I'd say that's ducking the issue; whenever we suport an issue it's a a duty to consider all the consequences, especially when one represents a policy-influencing organization asking for legislation.

Because science is the fulcrum on which you're leveraging your argument, I'd then ask you to read the Edmund Contoski posts on this site and address the scientific issues -- especially the concept of relative risk as applied to causality.

I trust that as an employee of the American Lung Association, you've read any of the excellent books describing the importance of relative risk in assessing causal relationships in cancer studies, which are unrelated to secondhand smoke and therefore neutral as far as bias on the issue goes.

By those statistical standards, secondhand smoke -- even taking the dubious EPA numbers as fact -- doesn't come close to posing a health hazard.

If you plan to bring up Helena, you want to explain the commentary from the doctor, a stong proponent of smoking bans, who nonetheless cites a laundry list of reasons why the conclusions drawn from that study are not supported by the study data.

Or are you strictly a policy organization and I must go to a scientist for that answer?
Craig Westover Homepage 04.19.05 - 6:15 pm #


I’ve a busy schedule today, so this will be my last comment on this posting. You are clearly a well-educated man and a very talented writer. While I believe some healthy skepticism of government and ‘organized medicine’ is a good thing, your willingness to dismiss, discount or discredit a mountain of peer-reviewed scientific evidence that shows secondhand smoke is a very real health risk is unfortunate.

I am very comfortable in the consensus of every major medical and health organizations in the world -- including the ALA -- that secondhand smoke is a serious health risk.

I am certain you are aware that the tobacco industry for many years secretly created phony “institutes,” paid for studies, expert spokespersons and testimony to discredit the legitimate scientific studies on the health risks of tobacco. One of the favorite tactics was evoking the old “relative risk” and “dose” gag – if you can’t prove your point, attack the research, the organization, the funding source, anything you can. While many of the pro-smoke scams have been uncovered and are now gone, their “junk science” and tactics are still being used today by the likes of Mr. Contoski. I have read enough of his writings to understand his underlying motive and agenda. He is not the first nor the last to claim that the earth is flat and black is white, and that a vast shadowy conspiracy is suppressing the truth.

I don’t need to cite Helena to make my point. Instead, I point out that Montana just passed a statewide smoking ban. North Dakota is expected to do the same very soon. While the pro-smoke crowd has no lack of zealots to loudly argue for the status quo, America is rapidly becoming a smokefree nation. I look forward to the day when Minnesota joins the growing list of smokefree states.

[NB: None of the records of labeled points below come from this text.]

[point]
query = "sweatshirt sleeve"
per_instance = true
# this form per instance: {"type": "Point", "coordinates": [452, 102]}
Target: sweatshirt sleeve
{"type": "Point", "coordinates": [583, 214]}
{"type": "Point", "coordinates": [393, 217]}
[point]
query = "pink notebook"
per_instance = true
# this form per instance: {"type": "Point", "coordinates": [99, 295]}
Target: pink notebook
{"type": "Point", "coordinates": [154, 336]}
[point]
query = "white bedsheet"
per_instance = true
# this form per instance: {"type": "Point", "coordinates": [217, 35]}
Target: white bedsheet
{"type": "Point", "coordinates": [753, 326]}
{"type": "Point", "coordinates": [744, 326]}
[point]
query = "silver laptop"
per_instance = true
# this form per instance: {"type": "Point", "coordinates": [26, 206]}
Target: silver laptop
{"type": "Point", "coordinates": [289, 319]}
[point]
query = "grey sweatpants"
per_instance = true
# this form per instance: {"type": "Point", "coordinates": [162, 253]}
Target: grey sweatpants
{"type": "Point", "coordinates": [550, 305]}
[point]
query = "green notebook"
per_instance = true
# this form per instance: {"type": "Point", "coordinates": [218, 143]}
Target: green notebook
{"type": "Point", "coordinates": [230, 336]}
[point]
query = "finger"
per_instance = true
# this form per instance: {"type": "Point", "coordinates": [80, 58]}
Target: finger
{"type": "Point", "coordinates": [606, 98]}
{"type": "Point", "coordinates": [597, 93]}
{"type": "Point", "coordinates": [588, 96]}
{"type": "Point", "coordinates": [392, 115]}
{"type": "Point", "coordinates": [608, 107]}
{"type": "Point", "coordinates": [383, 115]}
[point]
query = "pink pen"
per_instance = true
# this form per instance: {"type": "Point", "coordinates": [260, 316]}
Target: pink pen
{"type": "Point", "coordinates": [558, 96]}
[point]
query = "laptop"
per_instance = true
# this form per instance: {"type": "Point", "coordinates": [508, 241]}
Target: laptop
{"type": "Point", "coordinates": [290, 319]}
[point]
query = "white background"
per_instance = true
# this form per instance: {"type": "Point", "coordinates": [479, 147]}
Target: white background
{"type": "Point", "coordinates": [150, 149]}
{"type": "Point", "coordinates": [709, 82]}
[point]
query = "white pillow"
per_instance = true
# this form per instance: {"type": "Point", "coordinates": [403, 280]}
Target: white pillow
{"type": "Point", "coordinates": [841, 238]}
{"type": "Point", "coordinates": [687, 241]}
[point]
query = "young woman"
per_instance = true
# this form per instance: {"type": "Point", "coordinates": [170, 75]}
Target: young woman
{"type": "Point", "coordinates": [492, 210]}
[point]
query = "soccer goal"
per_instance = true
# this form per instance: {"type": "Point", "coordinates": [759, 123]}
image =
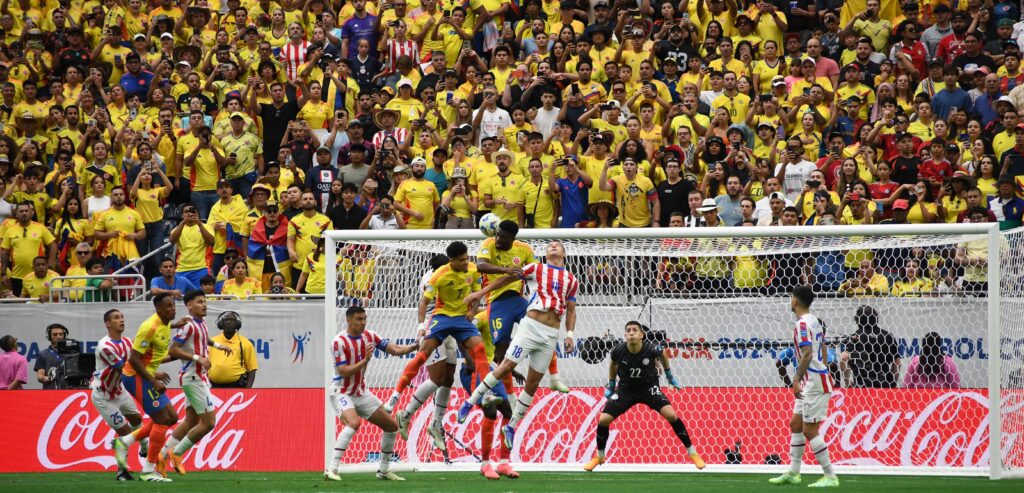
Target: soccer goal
{"type": "Point", "coordinates": [925, 328]}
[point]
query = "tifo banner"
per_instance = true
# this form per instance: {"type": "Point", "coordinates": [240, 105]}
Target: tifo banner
{"type": "Point", "coordinates": [728, 342]}
{"type": "Point", "coordinates": [60, 430]}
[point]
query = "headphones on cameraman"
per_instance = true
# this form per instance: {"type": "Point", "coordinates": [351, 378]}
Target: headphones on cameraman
{"type": "Point", "coordinates": [49, 330]}
{"type": "Point", "coordinates": [228, 321]}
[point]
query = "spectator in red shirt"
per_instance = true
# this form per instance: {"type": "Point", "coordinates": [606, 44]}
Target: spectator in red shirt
{"type": "Point", "coordinates": [952, 45]}
{"type": "Point", "coordinates": [909, 55]}
{"type": "Point", "coordinates": [937, 169]}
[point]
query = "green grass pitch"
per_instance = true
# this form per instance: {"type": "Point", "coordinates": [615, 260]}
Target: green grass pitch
{"type": "Point", "coordinates": [473, 483]}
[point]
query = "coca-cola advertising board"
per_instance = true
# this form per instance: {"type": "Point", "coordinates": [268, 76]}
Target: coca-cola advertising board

I’m sure we will continue our spirited debate on this issue in the future. In the meanwhile, stay well and healthy.
Bob from the Lung Association Homepage 04.20.05 - 8:40 am #


"If you can't prove the point, attack the research."

After making that comment, you go on to "attack the research" that says secondhand smoke is not the danger that is claimed, but offer no scientific refutation of Contoski's science. You attack his motives, a non-smoker, non-bar owner with no economic dog in the fight.

Simply stamping your rhetorical feet is not a debate, Bob. You won't set criteria for public health to debate -- that's someone else's job. You won't address statistical validity of neurtral scientific principles applied to the issue -- someone else has done that for you. Just what do you do that keeps your schedule so busy?

No wonder it is confounding to you when people want to think for themselves and make their own decisions.